An Open Letter From the Hostel Snorer

An Open Letter From the Hostel Snorer

Dear fellow bunk-bed dwellers at Mana Mana hostel,

As you may remember, it was a sultry night in that little township on Spain’s Costa Brava coast. The window was ajar and our room was blanketed in a fine coating of sweat. It was 10pm and everyone had opted for an early night after a big day of ocean frolicking, awe-inspiring hikes and a cheap tapas.

30 minutes or so had passed and the creaks and groans of the metal framed bunk-beds had all but silenced as a light veil of sleep passed over the room. That was until “it” started. No doubt your ears perked up as a soft purr could be heard faintly buzzing from my bottom bunk, a purr that soon turned into a growl. You tried to bury your heads deeper into your pillows to drown out the noise, but it didn’t stop there. The growl grew louder, deeper, more ferocious until it was no longer a growl but a force that had transcended reason and become a bone rattling thunder that shook the room like a derailed freight train crashing through the wall.

I awoke at around 8am feeling well rested as I nestled myself comfortably on my side to check the time. None of you noticed I had woken up, so you unassumingly carried on with your conversation.

“That noise wasn’t fucking human.”

“I didn’t even get a little bit of sleep, I was so close to punching him in the face. But even that probably wouldn’t have woken him.”

“Probably not. I had to go two floors down to the kitchen and sleep on a bench only to be woken by the cleaning lady at 6 am. I’m changing rooms today.”

“I’m glad I’m checking out, I’ll probably still hear him from my bus.”

You both laughed.

If there’s one thing we can all agree on, it’s that not getting enough sleep can be frustrating, even more so when it’s because of someone else, so you are rightly justified in being shitty with me. However, I write to you, as the man you vilify with your resentment, in the hope of giving you a bit of perspective.

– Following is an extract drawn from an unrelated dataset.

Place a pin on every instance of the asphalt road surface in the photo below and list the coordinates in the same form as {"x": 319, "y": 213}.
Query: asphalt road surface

Meeting people and making new mates are the pillars of travelling, with a lot of these new mateships blossoming from none other than the humble temple that is the hostel. In recent times, I’ve come to be aware of this particular habit that I can’t kick, but rather, leaves people wanting to kick me.

I am the dreaded, the loathed, the feared dorm room snorer and it can really fucking suck. I must reiterate that I do understand the dilemma facing non-snorers: hating on the guy snoring in your dorm-room is like being angry with a baby for crying in a doctor’s waiting room. You shouldn’t be because you know they can’t help it, but you still want to kick them.

Aside from the projectiles I’ve had thrown at me, including but not limited to thongs, water bottles and pillows, I’ve been sworn at in an impressive amount of languages. I’ve driven people to storm out of the room in the middle of the night to sleep in common areas.

This can leave one feeling pretty damn shit, but what’s a man to do? A money-tight backpacking man nonetheless, who doesn’t have the luxury of spare dollars to book a private room and wants to experience travelling like the rest of you. It’s important to remind yourself that you are staying in a hostel, a space on the cheapest end of the accommodation spectrum, so you’ve got to be prepared for anything to go down. And in the greater realm of things that can happen in budget dorm-rooms, I’d daresay that snoring has got to be one the tamer occurrences.

If there are any other closet snorers out there burning in shame as they read this, let me offer some words of advice. Nothing soothes the seething backpacker like a set of “forgive me” earplugs, so it’s always handy to pack some extra ones with you. Breaking the ice before night falls and having a pre-emptive chat with your roommates about the potential chaos that may be inflicted upon their ears can also help, at least allowing them to mentally prepare themselves for what’s to come. If you’re lucky you’ll find yourself with a group of friendly folk to have a laugh with. Getting the crowd onside is key if you don’t want to face a battlefield of disgruntled humans the next morning.

And to the non-snoring folk sharing my dorm, I unreservedly apologise, but let it be known that I’m actually an alright guy when I’m awake and do remember that these things are beyond human control so try not to be too salty.